State Current: New Study Explores Energy Efficiency in Appalachia

A quick glance at ACEEE’s State Energy Efficiency Scorecard over the past few years will reveal some distinct regional divides. States on the east and west coasts and in the upper Midwest occupy the most spots at the top of the list, while the Southeast consistently ranks low in energy efficiency. Considering the region’s economic reliance on fossil fuels, it is no surprise that the concept of saving energy is met with skepticism. The region’s reliance on fossil fuels and the status of Appalachia as the historical epicenter of coal production and cheap electricity in America have contributed to the region’s lack of investment in energy efficiency.  It is critical for stakeholders in the region to understand that the economics of energy efficiency are sound and efficiency policies can be used to meet the energy needs of the region.

A recent report prepared by the Southeast Energy Efficiency Alliance (SEEA), the Georgia Institute of Technology, ACEEE, and the Alliance to Save Energy details the potential for energy efficiency in Appalachia. Commissioned by the Appalachian Regional Commission (ARC), Energy Efficiency in Appalachia assesses the energy efficiency resource in the region, how fast it can be deployed, potential policies and programs to implement, and their impact on the region’s economy. The report’s findings illustrate that energy efficiency is an economically sound way to meet the region’s energy needs.

Sub-Regions of Appalachia
(Source: Appalachian Regional Commission)

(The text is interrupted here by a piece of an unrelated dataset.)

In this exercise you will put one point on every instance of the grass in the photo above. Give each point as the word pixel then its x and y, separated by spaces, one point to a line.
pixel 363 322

According to the report, a bold investment in energy efficiency could cut consumption by between 9 and 12 percent in 2020 and by 23 to 28 percent in 2030. Broken down by sector, the greatest opportunities for cost-effective energy efficiency lie in commercial buildings, which constitute 42 percent of the savings by 2030. Industrial sector savings make up 25 percent, transportation savings 18 percent, and residential savings 15 percent.

To achieve these savings, the report calls for the region to adopt a portfolio of policies beginning in 2010.  Most of the recommended policies require authorization from state legislatures, but municipal governments and utility commissions will also play significant roles in crafting the policies.  Recommended policies include:

  • Commercial buildings: Commercial Building Energy Codes with Third Party Verification and Compliance Incentives; Support for Commissioning of Existing Commercial Buildings; Efficient Commercial HVAC and Lighting Retrofit Incentive; Tightened Office Equipment Standards with Efficient Use Incentives
  • Residential buildings: Improved Building Energy Code with Third Party Verification and Compliance Incentive; Expanded Weatherization Assistance Programs; Residential Retrofit Incentive with Resale Energy Labeling and Incremental Cost Incentives; Super-Efficient Appliance Deployment
  • Industry: Expanded IndustrialAssessmentCenters; Increasing Energy Savings Assessments; Supporting Combined Heat and Power (CHP) with Incentives
  • Transportation: Pay-as-You-Drive Insurance; Clean Car Standards; SmartWay Heavy Truck Efficiency Loan Program; Speed Limit Enforcement

The economic impact of such a robust energy efficiency initiative would be transformational for the Appalachian region. Currently the energy industry directly generates approximately 150,000 jobs and indirectly supports thousands more producing and distributing energy products and services. Change, no matter how positive, is always difficult and a shock to the current system will certainly not be palatable to many entrenched in the current infrastructure of the energy industry. Understandably, the region resists such an aggressive push to conserve the very resource central to its economic prosperity. Reducing energy consumption, however, will not leave this energy-producing region in the cold. Energy efficiency initiatives entail substantial job creation and consumer savings, more than compensating for any job losses in the energy sector.

The report estimates that annual consumer outlays of $1 billion in 2010, $4.5 billion in 2020, and $6.2 billion in 2030 would bring about $5 billion in annual net consumer savings in 2020 and $21bn in 2030. These energy efficiency investments would also create more than 15,000 net jobs each year during the first five years, with an estimated average of 60,000 net jobs each year over the last decade of the analysis. Net jobs are the gain in jobs due to energy efficiency minus job losses in the energy-related sectors.

The report has generated interest across the region and SEEA will be working with the states on implementation of the strategies in 2010. The American Recovery and Reinvestment Act of 2009 (ARRA) pushes the states forward on energy efficiency, directing unprecedented levels of funding to the Weatherization Assistance Program, the State Energy Program, and the Energy Efficiency and Conservation Block Grant Program. The funding will enable the Southeast to aggressively pursue energy efficiency and to make energy efficiency a central strategy in meeting the energy needs of the region.